David asked this question twice, received no answer and now the patch
is in the maintainer tree, destined for mainline.
If I was asked this question I would respond
The use of numa_mem_id() is racy and best-effort. If the unlikely
race occurs, the memory allocation will occur on the wrong node, the
overall result being very slightly suboptimal performance. The
existing use of numa_node_id() suffers from the same issue.
But I'm not the person proposing the patch. Please don't just ignore
reviewer comments!
Apologize for the slow response due to personal reasons!

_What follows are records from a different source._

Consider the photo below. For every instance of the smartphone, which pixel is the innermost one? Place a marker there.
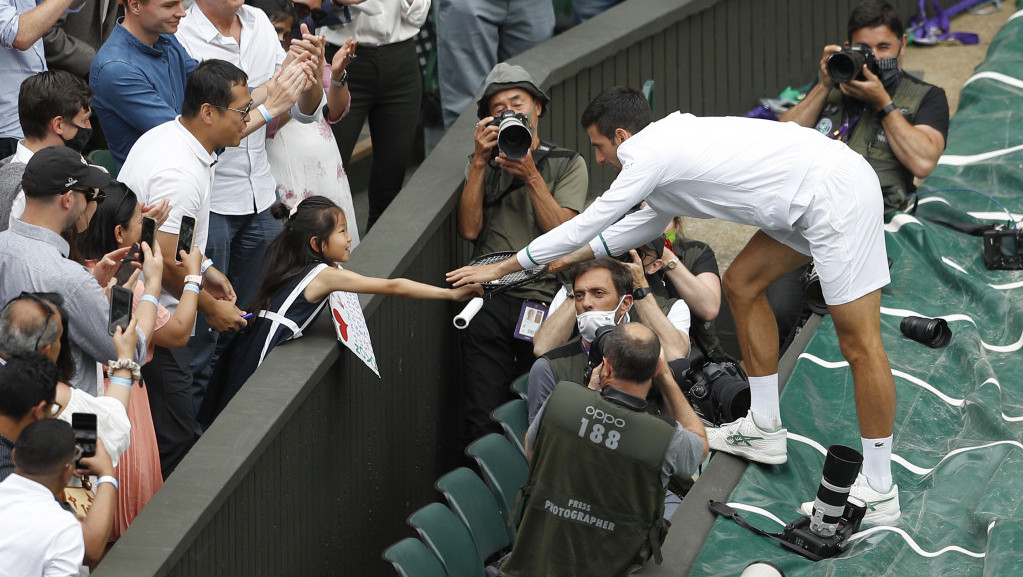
(185, 236)
(120, 308)
(127, 267)
(84, 425)
(148, 235)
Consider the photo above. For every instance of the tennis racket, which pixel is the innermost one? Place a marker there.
(496, 286)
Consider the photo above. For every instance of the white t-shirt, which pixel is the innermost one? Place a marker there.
(242, 183)
(168, 162)
(39, 536)
(750, 171)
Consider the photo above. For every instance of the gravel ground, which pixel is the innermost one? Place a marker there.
(946, 65)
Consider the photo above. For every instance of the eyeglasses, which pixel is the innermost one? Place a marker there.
(304, 11)
(243, 113)
(46, 304)
(92, 194)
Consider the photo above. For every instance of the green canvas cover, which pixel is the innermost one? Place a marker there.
(958, 451)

And thanks for answering the question from David. To be honest,
I didn't know how to answer this question before. Actually this
question has puzzled me for a long time when dealing with memory
hot-removal. For normal cases, it only causes sub-optimal memory
allocation if schedule event happens between querying NUMA node id
and calling alloc_pages_node(). But what happens if system run into
following execution sequence?
1) node = numa_mem_id();
2) memory hot-removal event triggers
2.1) remove affected memory
2.2) reset pgdat to zero if node becomes empty after memory removal
3) alloc_pages_node(), which may access zero-ed pgdat structure.
I haven't found a mechanism to protect system from above sequence yet,
so puzzled for a long time already:(. Does stop_machine() protect
system from such a execution sequence?